Mr. Block, 35 and a lawyer by training, is surrounded by an air of mystery. On Wednesday, interviewed on a mobile phone with a Los Angeles area code, he didn't disclose his location and suggested his safety could be in jeopardy. "It's a little bit of an alternate reality," said Mr. Block. "It's not the easiest way to make a living."

Mr. Block splits his time between North America and Asia, doesn't have an office - working with just an Apple computer and his BlackBerry - and is the only employee of Muddy Waters, the research firm he started last year. He has issued a series of reports alleging fraud at companies working in China, several of which seem to have been prescient.

"I'm happy to stand in my corner of the financial world and provide a counterweight," Mr. Block said. "I don't want to pretend to be Goldman Sachs. We are Muddy Waters. If we are the shock jocks of the investment world" - echoing a phrase levelled at him by Sino-Forest - "then so be it."

Interviews with several sources indicate that U.S.-based hedge funds were circling the company and trying to build up short positions well ahead of the Muddy Waters report - though no one said it was specifically because they knew Mr. Block was preparing to publish.

Bill Majcher, a former RCMP officer who specialized in securities crime and now works in Hong Kong at the investment arm of Chinese conglomerate Sunwah Group, said he was approached several weeks ago by representatives of U.S. hedge funds looking to profit from alleged discrepancies between Sino-Forest's public disclosures in North America and records with Chinese authorities.

"I got invited to participate," said Mr. Majcher. He declined to get involved in the so-called "bear attack" on Sino-Forest.

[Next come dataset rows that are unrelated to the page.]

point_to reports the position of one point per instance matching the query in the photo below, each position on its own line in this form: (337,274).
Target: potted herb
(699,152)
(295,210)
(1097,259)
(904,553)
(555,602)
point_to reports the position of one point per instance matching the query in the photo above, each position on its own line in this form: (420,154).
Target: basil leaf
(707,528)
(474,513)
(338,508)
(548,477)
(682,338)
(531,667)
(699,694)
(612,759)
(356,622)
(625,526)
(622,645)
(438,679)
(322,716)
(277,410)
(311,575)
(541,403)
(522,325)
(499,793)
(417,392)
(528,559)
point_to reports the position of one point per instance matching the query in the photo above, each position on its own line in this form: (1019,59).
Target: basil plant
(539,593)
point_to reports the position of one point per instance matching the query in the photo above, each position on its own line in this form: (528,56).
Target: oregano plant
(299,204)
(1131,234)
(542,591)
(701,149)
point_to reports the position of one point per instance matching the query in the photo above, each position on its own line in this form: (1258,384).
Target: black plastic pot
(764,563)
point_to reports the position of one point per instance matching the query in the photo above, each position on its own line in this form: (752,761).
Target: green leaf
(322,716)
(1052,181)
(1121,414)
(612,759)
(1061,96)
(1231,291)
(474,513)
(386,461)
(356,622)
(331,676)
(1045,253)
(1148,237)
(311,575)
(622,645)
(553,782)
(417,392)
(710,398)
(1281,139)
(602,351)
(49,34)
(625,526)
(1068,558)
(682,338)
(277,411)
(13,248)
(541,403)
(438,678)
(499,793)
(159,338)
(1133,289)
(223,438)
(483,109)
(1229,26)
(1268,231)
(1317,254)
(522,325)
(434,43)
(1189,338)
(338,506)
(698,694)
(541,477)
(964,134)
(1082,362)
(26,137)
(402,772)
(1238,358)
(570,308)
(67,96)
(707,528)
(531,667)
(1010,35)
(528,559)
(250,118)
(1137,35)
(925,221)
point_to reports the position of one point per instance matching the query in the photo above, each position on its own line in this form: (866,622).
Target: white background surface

"There has to be as much scrutiny into Muddy Waters and market manipulation as Sino-Forest," Mr. Majcher said.

Mr. Block said the researchers he hired to help compile his report indicated there were signs that other people were independently investigating Sino-Forest. "There were funds out there doing their own work, believe me," said Mr. Block.

Large Sino-Forest investors told the company at its annual meeting on May 30 that hedge funds had been calling to ask to borrow stock, a source close to the company said. In order to short a stock, one must borrow shares from a current investor, sell them and hope to buy them back at a lower price, to make money and to return them to the original investor.

Sino-Forest has also complained Mr. Block didn't contact the company before he issued his report. In the course of Muddy Waters' research, Mr. Block has said he spoke to the company once, for two hours, with investor relations manager Louisa Wong. Ms. Wong said she had never spoken with him and Mr. Block on Wednesday admitted he didn't identify himself as Carson Block from Muddy Waters.

David Horsley, Sino-Forest chief financial officer, said Mr. Block and other short sellers are using unsubstantiated allegations to exploit a growing skepticism regarding Chinese companies by North American investors.

"He was very opportunistic, in terms of a market that was already shaky about Chinese companies given some of the other research he has put out there," Mr. Horsley said in an interview on Tuesday. "His timing was probably such that it was enough to push that market over the edge and he chose Sino-Forest. It's more a reflection of the sentiment that was in the market as opposed to any of the specific allegations against Sino-Forest."